Figure 4Schematic diagram showing the interconversion of the 28 Mtb SCGs during evolution. Rows represent the 36 Mtb strains, 13 Mbo strains, and 5 STB strains; columns represent the 28 Mtb SCGs. The color intensity indicates the copy number of each SCG.
Figure 5Schematic diagram showing the interconversion of SCGs, core genes, dispensable genes, and strain-specific genes following evolution under different conditions. The “interconversion” means that the strain-specific genes, dispensable genes, core genes and SCGs may be transformed into one other during evolution through CNVs. The increases in gene copies (Gain) lead to the conversion from strain-specific genes to dispensable genes, to core genes, and to SCGs. In contrast, the decreases in gene copies (Loss) result in the transformation from SCGs to core genes, to dispensable genes, and to strain-specific genes. Previous research indicated that the interconversion among these genes might be driven by the selection pressure from environment/host adaptation.

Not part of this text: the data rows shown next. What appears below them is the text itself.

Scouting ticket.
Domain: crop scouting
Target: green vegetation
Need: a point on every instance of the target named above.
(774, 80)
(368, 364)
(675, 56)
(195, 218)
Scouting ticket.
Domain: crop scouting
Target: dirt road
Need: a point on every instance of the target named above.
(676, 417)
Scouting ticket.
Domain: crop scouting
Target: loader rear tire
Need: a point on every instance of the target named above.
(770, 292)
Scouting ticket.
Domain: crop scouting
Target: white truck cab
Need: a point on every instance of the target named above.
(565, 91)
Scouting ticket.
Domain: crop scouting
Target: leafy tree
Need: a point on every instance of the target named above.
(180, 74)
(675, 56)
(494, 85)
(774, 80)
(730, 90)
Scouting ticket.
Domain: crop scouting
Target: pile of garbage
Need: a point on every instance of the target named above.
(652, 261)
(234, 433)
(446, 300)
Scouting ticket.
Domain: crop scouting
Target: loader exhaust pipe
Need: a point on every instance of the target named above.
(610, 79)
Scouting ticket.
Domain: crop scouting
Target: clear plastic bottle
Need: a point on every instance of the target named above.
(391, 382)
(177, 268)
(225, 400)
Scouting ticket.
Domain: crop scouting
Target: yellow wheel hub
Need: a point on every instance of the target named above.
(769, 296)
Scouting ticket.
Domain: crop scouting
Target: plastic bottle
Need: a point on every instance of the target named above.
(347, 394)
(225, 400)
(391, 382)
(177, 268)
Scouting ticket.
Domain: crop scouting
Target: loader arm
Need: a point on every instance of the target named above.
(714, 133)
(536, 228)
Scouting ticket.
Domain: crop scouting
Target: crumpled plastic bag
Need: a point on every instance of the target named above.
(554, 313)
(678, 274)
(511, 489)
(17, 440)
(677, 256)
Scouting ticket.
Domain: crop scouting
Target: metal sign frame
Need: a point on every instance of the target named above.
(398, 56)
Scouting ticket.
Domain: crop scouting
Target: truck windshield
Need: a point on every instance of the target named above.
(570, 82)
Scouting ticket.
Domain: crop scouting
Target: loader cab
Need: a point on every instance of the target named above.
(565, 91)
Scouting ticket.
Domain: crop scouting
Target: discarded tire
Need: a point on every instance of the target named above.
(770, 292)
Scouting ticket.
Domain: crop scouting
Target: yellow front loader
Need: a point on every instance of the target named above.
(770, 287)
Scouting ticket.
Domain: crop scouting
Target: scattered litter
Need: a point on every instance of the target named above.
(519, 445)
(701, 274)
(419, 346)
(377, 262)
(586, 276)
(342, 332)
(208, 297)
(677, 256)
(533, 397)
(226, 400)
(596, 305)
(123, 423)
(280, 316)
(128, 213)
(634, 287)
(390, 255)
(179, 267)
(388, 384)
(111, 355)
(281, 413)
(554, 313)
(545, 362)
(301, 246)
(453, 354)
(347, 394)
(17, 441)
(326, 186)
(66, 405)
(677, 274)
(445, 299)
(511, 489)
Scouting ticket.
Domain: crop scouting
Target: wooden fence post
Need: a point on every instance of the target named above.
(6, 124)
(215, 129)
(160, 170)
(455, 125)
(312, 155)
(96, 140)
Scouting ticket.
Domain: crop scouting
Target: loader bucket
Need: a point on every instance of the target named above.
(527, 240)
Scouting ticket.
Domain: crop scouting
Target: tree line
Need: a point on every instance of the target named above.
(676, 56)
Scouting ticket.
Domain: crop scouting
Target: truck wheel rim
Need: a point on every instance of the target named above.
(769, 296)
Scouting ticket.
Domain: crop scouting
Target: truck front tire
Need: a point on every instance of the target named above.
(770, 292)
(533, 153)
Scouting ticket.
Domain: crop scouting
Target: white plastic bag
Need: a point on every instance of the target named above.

Figure 6Ka/Ks ratios for all types of genes in Mtb strains. The schematic diagram shows the Ka/Ks ratios for all-genes, SCGs, HCGs, MCGs, single-copy core genes, and dispensable genes in Mtb strains. Different colors indicate different kinds of genes: all-genes, gray; SCGs, red; HCGs, yellow; MCGs, green; single-copy core genes, purple; dispensable genes, blue. The boxplots show the median values.